Members produced a wide range of prototypes, public art, and product designs linked to exhibitions at ICA Boston, MassArt Bakalar & Paine Galleries, SoWa Art + Design District, HubWeek, and Boston Design Week. Projects included kinetic sculptures referencing practices from Christo and Jeanne-Claude, electronics art in the lineage of Nam June Paik, furniture designs echoing Charles and Ray Eames, and community infrastructure efforts resonant with Strong Towns and The Trust for Public Land. Collaborative builds involved teams connected to startups like Formlabs, iRobot, Boston Dynamics, and academic labs such as MIT Media Lab, Wyss Institute, and Harvard Biodesign Lab. Exhibitions and public demos were presented alongside institutions like Museum of Science (Boston), Massachusetts Institute of Technology List Visual Arts Center, Cambridge Arts Council, and festivals including Burning Man-adjacent gatherings and regional Maker Faire events.

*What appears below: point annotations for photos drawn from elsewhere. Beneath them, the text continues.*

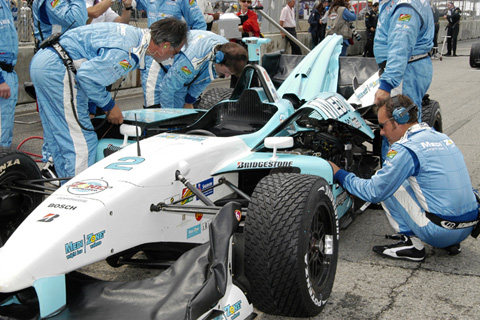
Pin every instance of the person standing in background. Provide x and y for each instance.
(208, 13)
(8, 77)
(371, 20)
(101, 11)
(453, 17)
(288, 22)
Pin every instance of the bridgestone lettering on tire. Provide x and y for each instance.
(291, 245)
(15, 205)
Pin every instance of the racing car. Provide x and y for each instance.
(260, 156)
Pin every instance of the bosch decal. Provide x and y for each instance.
(186, 193)
(62, 206)
(263, 164)
(49, 217)
(232, 310)
(8, 164)
(193, 231)
(238, 215)
(204, 185)
(88, 187)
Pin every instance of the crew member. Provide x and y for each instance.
(78, 68)
(8, 77)
(207, 56)
(157, 10)
(453, 16)
(423, 185)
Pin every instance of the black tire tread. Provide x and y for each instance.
(271, 279)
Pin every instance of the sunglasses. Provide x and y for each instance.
(381, 125)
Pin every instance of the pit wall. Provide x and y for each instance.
(469, 29)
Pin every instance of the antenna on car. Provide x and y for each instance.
(137, 136)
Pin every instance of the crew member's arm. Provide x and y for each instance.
(126, 13)
(4, 88)
(399, 165)
(180, 73)
(67, 14)
(402, 37)
(95, 74)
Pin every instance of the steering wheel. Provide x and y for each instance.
(201, 132)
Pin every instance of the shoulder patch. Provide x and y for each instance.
(405, 17)
(125, 65)
(54, 3)
(186, 70)
(391, 154)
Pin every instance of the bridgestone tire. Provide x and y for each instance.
(431, 114)
(15, 205)
(212, 97)
(291, 245)
(475, 55)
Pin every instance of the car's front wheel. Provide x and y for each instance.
(291, 244)
(15, 202)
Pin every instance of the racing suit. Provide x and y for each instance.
(156, 10)
(403, 38)
(101, 53)
(8, 59)
(56, 16)
(424, 172)
(191, 72)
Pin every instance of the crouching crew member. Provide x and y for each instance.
(423, 185)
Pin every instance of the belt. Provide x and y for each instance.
(450, 225)
(413, 58)
(6, 67)
(67, 61)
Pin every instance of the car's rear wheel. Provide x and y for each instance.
(15, 204)
(291, 245)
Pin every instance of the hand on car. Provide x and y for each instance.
(115, 116)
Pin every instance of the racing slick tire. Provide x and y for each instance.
(291, 244)
(431, 113)
(475, 55)
(15, 204)
(212, 97)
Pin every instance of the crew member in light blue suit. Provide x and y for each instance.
(56, 16)
(207, 56)
(8, 77)
(160, 9)
(423, 185)
(101, 54)
(403, 38)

The space served as an educational resource for makers, students, inventors, and artists, interfacing with schools and programs such as Cambridge Rindge and Latin School, Somerville High School, Lesley University, Massachusetts College of Art and Design, Northeastern University Cooperative Education, and community organizations like Boys & Girls Club of Boston and Year Up. Outreach initiatives paralleled efforts by Citizen Schools, Boston Public Library, YouthBuild, and nonprofit tech-education groups like Code for America and Black Girls CODE. Public workshops, maker camps, and internships fostered skills used in careers at firms including GE Aviation, General Electric, Raytheon Technologies, Google, Facebook, and Microsoft Research. The Asylum’s activities contributed to local creative economies discussed in studies by Brookings Institution, Urban Institute, and MassINC Polling Group.
Governance and funding reflected hybrid models seen at Coolidge Corner Theatre-style nonprofits, TechShop membership businesses, and community land-trust arrangements similar to Dudley Street Neighborhood Initiative. Revenue streams included membership dues, class fees, event rentals, project commissions, grants from bodies like Massachusetts Cultural Council and National Endowment for the Arts, corporate sponsorships from companies such as Autodesk, Adobe Systems, Intel, and philanthropic support from foundations in the manner of Ford Foundation, Rockefeller Foundation, and Knight Foundation. Board and advisory structures engaged local stakeholders including representatives connected to City of Somerville, Massachusetts State Legislature, Cambridge City Council, regional universities, and community development corporations.